Это было то самое, что Воронин записал ночью в счёт, только сказанное так, что стало хуже.

К двадцатому с фланга пришёл третий сеанс.

Кондратьев и Савчук держались на участке шестнадцатые сутки и передавали короткими выходами через день, экономя то, чего у них не было. Третья величина не сходилась и у них: плотность стволов они брали теперь не глазом, а по следам — по местам, где земля под станиной осела, и по колеям к позициям, — и число выходило вдвое меньше, чем считалось глазом с большого расстояния.

Четвёртой величины по-прежнему не было. На участке за шестнадцать суток так и не выстрелили ни разу.

Воронин перечитал это дважды и понял, что тишина на фланге и тишина на чердаке — про разное, и связывать их нельзя, а не связать невозможно.

Двадцать первого Серов пришёл и принёс не заявку.

Он принёс бумагу из армии, короткую, с двумя вопросами, и по тому, как он положил её на стол — не подвинув, а просто выпустив из пальцев, — было видно, что вопросы не его.

Спрашивали, откуда у части сведения о полосе за Доном, если задача на неё не ставилась.

И спрашивали, кем санкционирован выход двоих за пределы городского участка.

— Это не мне, — сказал Серов. — Это мне переслали, чтобы я передал вам. Я и передаю.

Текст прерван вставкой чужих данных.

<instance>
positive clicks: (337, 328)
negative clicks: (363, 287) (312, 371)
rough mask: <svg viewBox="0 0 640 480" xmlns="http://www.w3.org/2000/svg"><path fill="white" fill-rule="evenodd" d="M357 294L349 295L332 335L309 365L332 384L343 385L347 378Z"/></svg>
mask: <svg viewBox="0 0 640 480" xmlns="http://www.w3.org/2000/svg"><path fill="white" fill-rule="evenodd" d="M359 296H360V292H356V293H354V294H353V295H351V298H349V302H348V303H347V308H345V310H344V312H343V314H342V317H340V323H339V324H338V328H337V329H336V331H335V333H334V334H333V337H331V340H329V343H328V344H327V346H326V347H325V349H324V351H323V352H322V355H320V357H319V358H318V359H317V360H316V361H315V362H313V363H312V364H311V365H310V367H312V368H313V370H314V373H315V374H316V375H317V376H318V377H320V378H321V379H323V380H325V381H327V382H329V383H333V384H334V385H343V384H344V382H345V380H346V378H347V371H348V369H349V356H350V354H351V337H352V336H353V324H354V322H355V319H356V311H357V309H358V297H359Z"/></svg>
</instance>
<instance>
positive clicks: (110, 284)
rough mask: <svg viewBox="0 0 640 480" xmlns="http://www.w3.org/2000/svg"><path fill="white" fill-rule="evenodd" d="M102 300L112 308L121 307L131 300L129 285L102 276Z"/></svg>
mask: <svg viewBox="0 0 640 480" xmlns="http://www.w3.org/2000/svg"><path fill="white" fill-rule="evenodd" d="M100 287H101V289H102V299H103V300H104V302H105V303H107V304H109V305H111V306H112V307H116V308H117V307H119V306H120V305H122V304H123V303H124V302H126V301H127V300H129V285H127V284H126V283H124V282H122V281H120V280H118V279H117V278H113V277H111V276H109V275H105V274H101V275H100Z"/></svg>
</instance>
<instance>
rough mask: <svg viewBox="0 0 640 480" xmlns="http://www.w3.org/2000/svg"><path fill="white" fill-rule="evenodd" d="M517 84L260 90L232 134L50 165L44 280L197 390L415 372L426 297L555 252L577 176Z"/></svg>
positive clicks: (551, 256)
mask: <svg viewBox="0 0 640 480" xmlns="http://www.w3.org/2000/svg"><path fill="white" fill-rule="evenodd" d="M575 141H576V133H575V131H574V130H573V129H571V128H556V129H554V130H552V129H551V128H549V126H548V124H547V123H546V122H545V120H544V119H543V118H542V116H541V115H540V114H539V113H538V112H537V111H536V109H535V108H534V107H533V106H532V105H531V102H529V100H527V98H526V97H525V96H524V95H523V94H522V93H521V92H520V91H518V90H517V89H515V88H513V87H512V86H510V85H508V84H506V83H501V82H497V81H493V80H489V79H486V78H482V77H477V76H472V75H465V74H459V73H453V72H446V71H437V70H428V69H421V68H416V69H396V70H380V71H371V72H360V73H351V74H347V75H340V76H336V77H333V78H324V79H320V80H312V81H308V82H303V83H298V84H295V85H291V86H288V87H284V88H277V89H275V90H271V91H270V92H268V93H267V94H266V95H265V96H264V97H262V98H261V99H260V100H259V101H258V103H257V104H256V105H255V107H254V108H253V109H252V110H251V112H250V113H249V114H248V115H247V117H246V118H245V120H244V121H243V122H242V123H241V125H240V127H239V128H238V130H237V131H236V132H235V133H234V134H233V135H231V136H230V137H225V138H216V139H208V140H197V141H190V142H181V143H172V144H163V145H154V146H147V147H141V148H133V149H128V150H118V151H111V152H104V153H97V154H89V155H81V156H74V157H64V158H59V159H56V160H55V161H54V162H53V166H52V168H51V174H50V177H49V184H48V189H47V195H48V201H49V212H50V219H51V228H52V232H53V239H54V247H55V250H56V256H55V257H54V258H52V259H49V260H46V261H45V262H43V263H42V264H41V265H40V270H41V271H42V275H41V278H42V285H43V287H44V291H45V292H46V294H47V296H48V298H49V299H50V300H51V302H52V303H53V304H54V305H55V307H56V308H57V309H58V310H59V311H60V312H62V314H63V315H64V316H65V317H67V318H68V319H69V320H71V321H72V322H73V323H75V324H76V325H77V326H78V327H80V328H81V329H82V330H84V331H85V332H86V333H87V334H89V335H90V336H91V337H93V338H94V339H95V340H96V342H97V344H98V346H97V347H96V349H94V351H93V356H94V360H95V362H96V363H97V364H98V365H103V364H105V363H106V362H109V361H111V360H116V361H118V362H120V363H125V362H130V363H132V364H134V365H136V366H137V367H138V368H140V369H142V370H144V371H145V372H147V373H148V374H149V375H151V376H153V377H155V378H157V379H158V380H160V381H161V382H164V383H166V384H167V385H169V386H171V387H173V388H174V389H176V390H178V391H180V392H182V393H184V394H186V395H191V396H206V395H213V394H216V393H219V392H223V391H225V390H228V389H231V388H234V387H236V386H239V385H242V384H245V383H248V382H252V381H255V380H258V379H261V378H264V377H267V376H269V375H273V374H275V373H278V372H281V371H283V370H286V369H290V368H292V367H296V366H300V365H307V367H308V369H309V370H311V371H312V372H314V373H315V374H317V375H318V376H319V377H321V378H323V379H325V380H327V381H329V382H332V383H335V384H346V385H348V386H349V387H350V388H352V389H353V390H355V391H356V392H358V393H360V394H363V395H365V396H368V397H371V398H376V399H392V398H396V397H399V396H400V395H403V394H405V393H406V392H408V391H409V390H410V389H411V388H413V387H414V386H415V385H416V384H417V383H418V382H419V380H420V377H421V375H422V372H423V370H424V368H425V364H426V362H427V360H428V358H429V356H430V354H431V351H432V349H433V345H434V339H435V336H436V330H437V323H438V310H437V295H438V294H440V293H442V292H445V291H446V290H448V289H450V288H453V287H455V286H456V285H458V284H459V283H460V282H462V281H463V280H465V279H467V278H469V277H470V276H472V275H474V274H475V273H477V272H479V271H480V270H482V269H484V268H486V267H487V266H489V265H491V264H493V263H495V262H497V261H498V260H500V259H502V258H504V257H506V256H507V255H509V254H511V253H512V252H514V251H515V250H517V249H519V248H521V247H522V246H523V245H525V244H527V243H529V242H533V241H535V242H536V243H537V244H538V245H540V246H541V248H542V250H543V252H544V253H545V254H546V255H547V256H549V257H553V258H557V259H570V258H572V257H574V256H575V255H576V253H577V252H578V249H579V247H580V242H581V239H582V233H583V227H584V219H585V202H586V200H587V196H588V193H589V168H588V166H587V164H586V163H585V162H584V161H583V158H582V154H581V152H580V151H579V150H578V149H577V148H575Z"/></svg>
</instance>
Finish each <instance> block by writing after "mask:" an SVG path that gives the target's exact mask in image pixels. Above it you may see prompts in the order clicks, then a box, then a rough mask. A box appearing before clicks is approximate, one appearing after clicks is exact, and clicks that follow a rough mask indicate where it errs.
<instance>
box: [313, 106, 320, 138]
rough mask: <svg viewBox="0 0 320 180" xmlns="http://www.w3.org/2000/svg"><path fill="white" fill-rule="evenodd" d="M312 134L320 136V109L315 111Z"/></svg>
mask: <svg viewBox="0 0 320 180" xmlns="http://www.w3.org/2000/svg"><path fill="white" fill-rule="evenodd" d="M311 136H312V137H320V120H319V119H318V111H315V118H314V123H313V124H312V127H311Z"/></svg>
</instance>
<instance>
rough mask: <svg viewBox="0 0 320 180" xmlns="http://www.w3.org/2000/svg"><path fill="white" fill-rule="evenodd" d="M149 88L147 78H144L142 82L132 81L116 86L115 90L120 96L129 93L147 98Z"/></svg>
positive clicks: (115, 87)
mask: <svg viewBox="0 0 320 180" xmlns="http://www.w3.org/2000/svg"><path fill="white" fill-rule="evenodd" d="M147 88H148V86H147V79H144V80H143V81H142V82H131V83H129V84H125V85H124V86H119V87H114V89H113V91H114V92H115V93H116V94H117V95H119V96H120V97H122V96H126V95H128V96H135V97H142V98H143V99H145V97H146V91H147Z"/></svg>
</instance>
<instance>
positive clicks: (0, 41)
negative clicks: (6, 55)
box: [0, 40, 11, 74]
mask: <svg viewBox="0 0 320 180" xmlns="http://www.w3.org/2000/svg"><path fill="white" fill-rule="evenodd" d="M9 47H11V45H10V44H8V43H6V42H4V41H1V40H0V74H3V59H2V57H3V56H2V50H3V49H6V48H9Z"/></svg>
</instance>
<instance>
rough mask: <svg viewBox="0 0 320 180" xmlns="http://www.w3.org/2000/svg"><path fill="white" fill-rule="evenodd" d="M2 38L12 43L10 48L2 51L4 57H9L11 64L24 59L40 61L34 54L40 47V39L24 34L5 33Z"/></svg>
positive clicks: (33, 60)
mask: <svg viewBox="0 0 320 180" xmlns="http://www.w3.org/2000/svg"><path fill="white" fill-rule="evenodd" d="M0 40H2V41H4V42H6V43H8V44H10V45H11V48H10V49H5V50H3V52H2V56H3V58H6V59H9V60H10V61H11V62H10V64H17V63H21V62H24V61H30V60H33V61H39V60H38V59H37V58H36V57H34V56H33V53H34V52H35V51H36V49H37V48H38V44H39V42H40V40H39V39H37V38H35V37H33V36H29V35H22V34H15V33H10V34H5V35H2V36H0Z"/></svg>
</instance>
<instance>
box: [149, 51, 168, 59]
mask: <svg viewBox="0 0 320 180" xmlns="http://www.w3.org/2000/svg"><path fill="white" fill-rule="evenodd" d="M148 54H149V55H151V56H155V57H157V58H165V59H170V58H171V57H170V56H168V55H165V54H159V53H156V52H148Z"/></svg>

— Кто спрашивает и куда пойдёт?

— На бумаге не сказано. — Он посмотрел на неё сверху, не наклоняясь. — Сказано «прошу разъяснить». Так пишут, когда бумага пойдёт дальше, а не ляжет.

Воронин это понял и без него.

Он понял и другое, чего Серов знать не мог: разъяснения, начинающиеся со слов «прошу разъяснить», в его деле уже лежали. С июня там числился в производстве неразъяснённый запрос — про девять месяцев сорок первого года, которых у него не было. Ответа на тот запрос не было пятый месяц, и новая бумага садилась к нему в ту же папку и той же стороной.

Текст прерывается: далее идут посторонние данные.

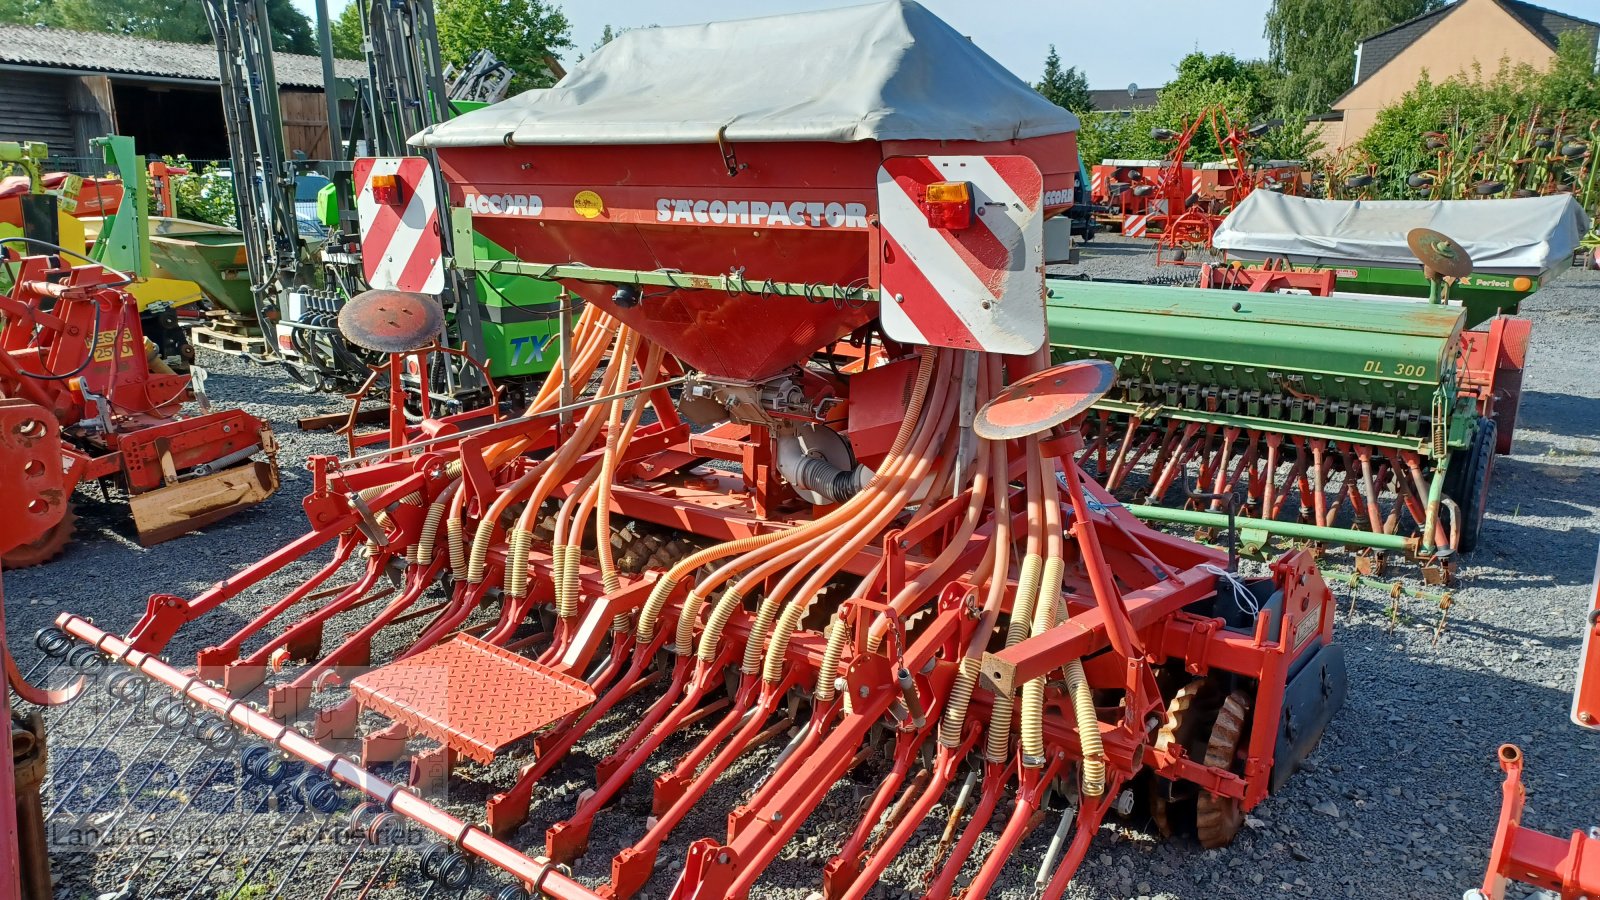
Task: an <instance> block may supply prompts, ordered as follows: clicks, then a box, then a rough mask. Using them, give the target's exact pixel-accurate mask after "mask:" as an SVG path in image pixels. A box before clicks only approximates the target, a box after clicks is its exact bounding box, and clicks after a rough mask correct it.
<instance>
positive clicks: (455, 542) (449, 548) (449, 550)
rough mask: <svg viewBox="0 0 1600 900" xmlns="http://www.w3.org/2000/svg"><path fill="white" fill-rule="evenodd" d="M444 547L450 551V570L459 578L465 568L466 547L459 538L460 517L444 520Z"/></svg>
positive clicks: (466, 558)
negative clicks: (444, 531)
mask: <svg viewBox="0 0 1600 900" xmlns="http://www.w3.org/2000/svg"><path fill="white" fill-rule="evenodd" d="M445 549H446V551H448V552H450V570H451V572H454V573H456V577H458V578H459V577H461V573H462V572H466V570H467V548H466V544H464V543H462V540H461V519H456V517H454V516H451V517H450V519H446V520H445Z"/></svg>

— Ответ у вас есть? — спросил Серов.

— Есть. Он длинный.

— Пишите короткий. Длинные тут не читают.

Он сказал это без выражения и ушёл, и на столе после него осталась бумага с двумя вопросами и ни одного слова о домах.

Воронин сел писать.

Первый вопрос был лёгкий, и лёгок он был потому, что был подготовлен заранее: сведения добыты в порядке проверки признака, признак получен в своей полосе, при исполнении своей задачи, оба источника поименованы и оба проверяемы. Он выписал их — эфирную сеть с чужим порядком работы и фамилию артиллериста с расчётного листа, — и на этом первый вопрос кончился.

Со вторым было хуже.

Ответа на него не было вовсе, потому что санкции не было. Была его подпись, его решение и его расчёт, и расчёт этот пока не оправдался: из четырёх величин у него лежали две, третья не сходилась с двух точек, а на городском участке оставалось восемь человек, из которых один хромал, а другой водил четвёртую ночь подряд.

Он мог написать, что послал людей по признаку, полученному в своей полосе. Это было правдой и звучало как отговорка.

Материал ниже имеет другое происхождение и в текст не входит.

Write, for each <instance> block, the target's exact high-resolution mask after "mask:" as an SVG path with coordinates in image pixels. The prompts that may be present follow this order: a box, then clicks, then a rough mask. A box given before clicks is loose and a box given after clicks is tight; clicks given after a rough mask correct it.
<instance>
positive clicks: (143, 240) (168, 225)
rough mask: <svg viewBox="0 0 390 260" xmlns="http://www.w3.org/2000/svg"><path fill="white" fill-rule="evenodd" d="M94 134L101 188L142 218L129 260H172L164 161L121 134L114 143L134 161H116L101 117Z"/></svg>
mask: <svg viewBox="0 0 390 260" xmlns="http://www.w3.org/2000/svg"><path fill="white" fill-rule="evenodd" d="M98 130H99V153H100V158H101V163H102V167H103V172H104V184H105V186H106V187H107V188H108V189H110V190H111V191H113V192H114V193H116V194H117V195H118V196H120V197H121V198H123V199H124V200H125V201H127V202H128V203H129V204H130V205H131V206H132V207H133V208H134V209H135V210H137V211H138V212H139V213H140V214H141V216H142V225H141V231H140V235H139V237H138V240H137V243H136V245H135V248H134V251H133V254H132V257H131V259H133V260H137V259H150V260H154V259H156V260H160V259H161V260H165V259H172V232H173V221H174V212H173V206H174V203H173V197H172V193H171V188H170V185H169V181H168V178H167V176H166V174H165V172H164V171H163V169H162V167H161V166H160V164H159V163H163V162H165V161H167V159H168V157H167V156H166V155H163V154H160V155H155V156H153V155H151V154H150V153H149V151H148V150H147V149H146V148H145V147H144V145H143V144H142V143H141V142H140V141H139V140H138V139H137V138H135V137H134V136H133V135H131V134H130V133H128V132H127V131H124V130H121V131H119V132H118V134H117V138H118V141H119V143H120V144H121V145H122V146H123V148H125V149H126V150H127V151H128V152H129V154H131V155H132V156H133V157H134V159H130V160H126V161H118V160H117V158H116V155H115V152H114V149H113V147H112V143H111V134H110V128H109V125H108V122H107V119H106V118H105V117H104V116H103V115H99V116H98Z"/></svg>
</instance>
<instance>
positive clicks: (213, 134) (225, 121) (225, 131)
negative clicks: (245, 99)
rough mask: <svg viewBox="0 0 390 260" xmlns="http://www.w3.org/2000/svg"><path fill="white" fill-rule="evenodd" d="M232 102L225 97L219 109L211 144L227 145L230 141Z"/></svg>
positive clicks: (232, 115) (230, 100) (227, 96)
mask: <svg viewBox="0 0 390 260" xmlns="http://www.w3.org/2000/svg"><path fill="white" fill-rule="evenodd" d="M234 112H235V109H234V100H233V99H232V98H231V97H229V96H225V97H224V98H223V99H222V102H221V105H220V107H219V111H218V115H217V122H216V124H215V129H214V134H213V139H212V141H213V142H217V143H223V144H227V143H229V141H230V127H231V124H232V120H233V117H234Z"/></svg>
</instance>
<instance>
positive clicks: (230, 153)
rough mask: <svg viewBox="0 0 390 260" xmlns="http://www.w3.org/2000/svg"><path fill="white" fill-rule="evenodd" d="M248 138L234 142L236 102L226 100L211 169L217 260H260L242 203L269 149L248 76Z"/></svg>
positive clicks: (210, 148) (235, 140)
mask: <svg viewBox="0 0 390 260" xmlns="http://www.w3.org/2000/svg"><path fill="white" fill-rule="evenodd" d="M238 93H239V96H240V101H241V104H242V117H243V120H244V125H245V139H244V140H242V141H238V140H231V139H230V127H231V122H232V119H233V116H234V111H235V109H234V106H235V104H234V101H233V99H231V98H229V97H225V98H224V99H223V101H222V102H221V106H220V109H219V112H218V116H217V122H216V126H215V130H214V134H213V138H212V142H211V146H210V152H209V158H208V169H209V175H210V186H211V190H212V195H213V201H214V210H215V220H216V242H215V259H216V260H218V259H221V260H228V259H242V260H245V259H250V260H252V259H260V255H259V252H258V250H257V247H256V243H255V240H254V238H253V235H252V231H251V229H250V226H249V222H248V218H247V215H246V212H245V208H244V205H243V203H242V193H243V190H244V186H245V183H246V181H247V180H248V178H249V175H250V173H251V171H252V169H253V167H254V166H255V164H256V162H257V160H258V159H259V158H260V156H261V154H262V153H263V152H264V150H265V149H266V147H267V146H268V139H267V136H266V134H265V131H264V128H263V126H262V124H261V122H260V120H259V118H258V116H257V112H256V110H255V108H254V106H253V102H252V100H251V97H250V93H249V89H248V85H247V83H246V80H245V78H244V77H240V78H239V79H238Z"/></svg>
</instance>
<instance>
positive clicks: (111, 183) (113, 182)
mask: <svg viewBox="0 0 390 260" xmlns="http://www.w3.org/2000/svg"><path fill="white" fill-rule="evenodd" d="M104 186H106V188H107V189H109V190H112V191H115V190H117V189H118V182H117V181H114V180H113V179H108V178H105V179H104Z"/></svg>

Он мог написать, что на флангах стоят не немцы и что там будет решаться дело. Это тоже было правдой, и правды этой он не мог подтвердить ничем, кроме шагов Кондратьева и балки, которую не обходят.

Он мог написать длинно.

Он посмотрел на первый ответ, где всё было в порядке, и понял, что второй ответ в порядке не будет никогда: за него не отвечал ни один документ, кроме него самого.

Он написал: «Выход санкционирован мною».

И это была первая его бумага с июня, в которой он ничего не объяснял.